Lab 06: Calling Containers with Nextflow

Ryan edited this page Jan 12, 2024 · 5 revisions

Calling Containers with Nextflow

Now that we've covered the basics of channels, processes, workflows, and choosing containers, it's time to put what we've learned into a framework that we can actually apply to common sequence analysis pipelines.

Practice Dataset

For this pipeline, we'll be using a practice RNA-Seq dataset from the Griffith Lab. This dataset is ideal for practice because it consists of 6 human RNA samples subset down to the 22nd chromosome only.

Input Fastq Files with fromFilePairs

Let's head over to exercises/06_nextflow_containers/pipeline to view a Nextflow pipeline setup for use of singularity containers.

In our main.nf file, we see a new operator, fromFilePairs.

ch_fastqs = Channel.fromFilePairs("${params.fastq_seqs}/*read{1,2}.fastq.gz", checkIfExists: true, flat:true)
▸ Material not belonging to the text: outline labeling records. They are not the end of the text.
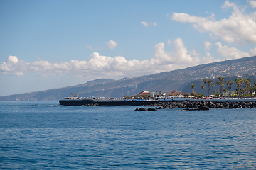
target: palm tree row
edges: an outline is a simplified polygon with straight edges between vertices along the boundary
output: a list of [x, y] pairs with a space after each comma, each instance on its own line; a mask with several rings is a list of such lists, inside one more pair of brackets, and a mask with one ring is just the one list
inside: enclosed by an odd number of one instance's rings
[[[213, 94], [213, 88], [215, 86], [215, 84], [213, 83], [213, 81], [209, 79], [203, 79], [203, 82], [204, 84], [201, 84], [201, 87], [202, 88], [202, 94], [203, 95], [203, 90], [206, 90], [206, 89], [205, 88], [206, 86], [206, 85], [208, 85], [208, 96], [210, 96], [210, 87], [212, 88], [212, 94]], [[250, 92], [252, 92], [252, 91], [256, 91], [256, 79], [254, 81], [254, 86], [252, 86], [251, 84], [251, 80], [249, 78], [247, 79], [240, 79], [240, 78], [237, 78], [235, 79], [235, 83], [236, 83], [236, 86], [238, 87], [238, 89], [236, 89], [236, 94], [240, 96], [242, 94], [242, 92], [246, 95], [248, 95]], [[215, 82], [215, 84], [218, 86], [218, 91], [220, 91], [220, 96], [223, 96], [223, 91], [225, 93], [227, 93], [228, 91], [228, 95], [231, 95], [232, 94], [232, 85], [234, 84], [234, 82], [232, 80], [226, 80], [224, 83], [224, 78], [221, 76], [220, 76], [218, 78], [218, 81]], [[242, 84], [245, 84], [245, 87], [242, 89]], [[227, 90], [226, 88], [225, 87], [225, 84], [227, 84], [227, 88], [229, 89], [229, 91]], [[196, 87], [195, 84], [191, 84], [191, 88], [192, 89], [192, 92], [194, 91], [194, 89]], [[218, 94], [217, 91], [214, 91], [215, 94]], [[256, 92], [256, 91], [255, 91]]]

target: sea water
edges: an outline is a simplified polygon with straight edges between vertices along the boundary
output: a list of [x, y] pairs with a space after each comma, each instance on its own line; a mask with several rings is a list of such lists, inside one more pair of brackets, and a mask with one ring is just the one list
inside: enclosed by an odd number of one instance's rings
[[0, 101], [0, 169], [256, 169], [256, 109], [136, 108]]

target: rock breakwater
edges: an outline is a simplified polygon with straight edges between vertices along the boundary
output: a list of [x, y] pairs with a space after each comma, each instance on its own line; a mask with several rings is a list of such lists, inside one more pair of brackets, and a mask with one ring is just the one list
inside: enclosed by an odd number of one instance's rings
[[196, 108], [197, 110], [209, 110], [209, 108], [255, 108], [255, 101], [234, 101], [234, 102], [218, 102], [218, 101], [166, 101], [157, 103], [142, 106], [161, 108]]

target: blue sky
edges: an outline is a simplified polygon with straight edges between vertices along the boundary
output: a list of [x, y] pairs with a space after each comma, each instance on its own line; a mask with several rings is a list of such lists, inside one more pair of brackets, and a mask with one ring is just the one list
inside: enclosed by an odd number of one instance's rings
[[0, 96], [256, 55], [256, 1], [0, 1]]

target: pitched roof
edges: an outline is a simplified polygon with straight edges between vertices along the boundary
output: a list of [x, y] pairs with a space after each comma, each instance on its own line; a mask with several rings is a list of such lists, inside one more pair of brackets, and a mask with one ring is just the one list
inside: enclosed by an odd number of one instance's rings
[[146, 95], [150, 96], [150, 92], [146, 90], [144, 90], [142, 92], [136, 94], [136, 96], [146, 96]]
[[170, 93], [166, 94], [166, 96], [177, 96], [177, 94], [185, 94], [183, 92], [179, 91], [179, 90], [175, 90], [175, 91], [171, 91]]

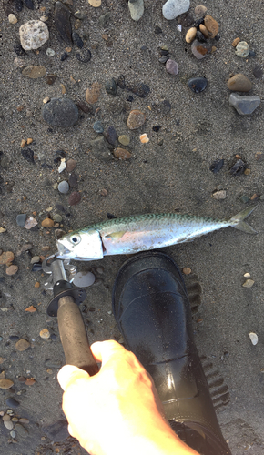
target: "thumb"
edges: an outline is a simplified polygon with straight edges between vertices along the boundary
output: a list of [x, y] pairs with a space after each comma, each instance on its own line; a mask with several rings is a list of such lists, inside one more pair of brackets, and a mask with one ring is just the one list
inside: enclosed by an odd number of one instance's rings
[[90, 376], [86, 371], [74, 367], [73, 365], [65, 365], [57, 373], [57, 380], [60, 387], [65, 391], [66, 389], [77, 379], [87, 379]]

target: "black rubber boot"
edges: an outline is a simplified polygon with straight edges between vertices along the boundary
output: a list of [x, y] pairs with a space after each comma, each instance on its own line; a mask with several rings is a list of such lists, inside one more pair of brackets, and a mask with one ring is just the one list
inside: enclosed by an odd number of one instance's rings
[[183, 278], [164, 253], [146, 252], [120, 268], [113, 312], [128, 349], [152, 376], [167, 419], [203, 455], [231, 455], [194, 342]]

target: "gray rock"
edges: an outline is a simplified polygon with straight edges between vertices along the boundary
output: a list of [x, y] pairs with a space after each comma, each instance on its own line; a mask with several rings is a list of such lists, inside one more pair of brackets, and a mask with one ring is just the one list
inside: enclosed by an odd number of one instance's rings
[[129, 1], [128, 8], [133, 21], [139, 21], [144, 14], [144, 0]]
[[66, 180], [63, 180], [58, 184], [57, 189], [60, 193], [66, 195], [69, 190], [69, 184]]
[[28, 21], [19, 28], [20, 42], [23, 49], [38, 49], [49, 38], [48, 28], [42, 21]]
[[66, 128], [75, 125], [79, 113], [76, 105], [69, 98], [51, 98], [42, 107], [44, 120], [52, 126]]
[[21, 226], [21, 228], [24, 228], [25, 225], [25, 220], [26, 220], [27, 215], [25, 213], [21, 213], [17, 215], [15, 220], [17, 226]]
[[260, 97], [232, 93], [229, 96], [229, 104], [241, 116], [249, 116], [260, 105]]
[[165, 19], [171, 21], [189, 8], [189, 0], [168, 0], [162, 6]]

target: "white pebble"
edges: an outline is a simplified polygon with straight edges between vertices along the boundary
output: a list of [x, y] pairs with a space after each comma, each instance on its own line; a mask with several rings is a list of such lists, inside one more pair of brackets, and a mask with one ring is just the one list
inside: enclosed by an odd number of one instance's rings
[[78, 272], [76, 275], [73, 283], [80, 288], [87, 288], [96, 281], [96, 277], [92, 272]]
[[251, 339], [251, 343], [256, 346], [256, 344], [258, 343], [259, 341], [259, 338], [258, 338], [258, 335], [257, 333], [254, 333], [254, 332], [250, 332], [249, 333], [249, 339]]

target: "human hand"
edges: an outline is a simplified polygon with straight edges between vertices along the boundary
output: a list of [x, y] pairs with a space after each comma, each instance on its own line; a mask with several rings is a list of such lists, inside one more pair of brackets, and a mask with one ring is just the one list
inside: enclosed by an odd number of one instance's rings
[[97, 374], [71, 365], [58, 373], [69, 432], [91, 455], [197, 454], [170, 429], [153, 380], [132, 352], [113, 340], [91, 350], [102, 363]]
Previously, we used the .fromPath() operator to load our fasta sequence files into a queue channel. Nextflow also includes operators designed specifically for paired-end fastq sequence files using the fromFilePairs operator.

The fromFilePairs operator automatically uses glob patterns to detect which files are forward and reverse, and the output channel consists of tuples with the following information:

[sample_a, [/my/data/sample_a_1.fastq, /my/data/sample_a_2.fastq]]
[sample_b, [/my/data/sample_b_1.fastq, /my/data/sample_b_2.fastq]]
[sample_c, [/my/data/sample_c_1.fastq, /my/data/sample_c_2.fastq]]

We can see that the first element is the sample base name (stripped of the R1/R2 and fastq suffix) and the second element is a nested tuple with the full path to the R1 and R2 reads in order. Very useful!

If we inspect the process where this ch_fastqs channel is passed in modules/fastqc.nf, we see this format is being types as a tuple, and each of its components is also typed as a val or a path.

input:
    tuple val(id), path(r1), path(r2)

Process Directives for Container Use

While we're in modules/fastqc.nf, let's inspect the new process directive container, directly above the input portion of the FASTQC process.

container = "quay.io/biocontainers/fastqc:0.12.1--hdfd78af_0"

This specifies that the script portion of the process will be called inside a container, specifically the quay.io biocontainers image specified. Our previous process examples have relied only upon commands and tools available in the working shell environment, which is where Nextflow defaults to if no container or package is specified.

⭐ How do we know which container software is being used?

⭐ Where is the container image being stored?

Nextflow Configuration Settings for Containers with Singularity

Let's look at the nextflow.config file for this pipeline.

Midway down the file, we see new settings defining a singularity scope.

singularity {
    enabled = true
    cacheDir = "${HOME}/singularity/"
    autoMounts = true
}

In this case, singularity is enabled to call our process containers, the cache directory is set to save image data to $HOME/singluarity, and automounts are enabled.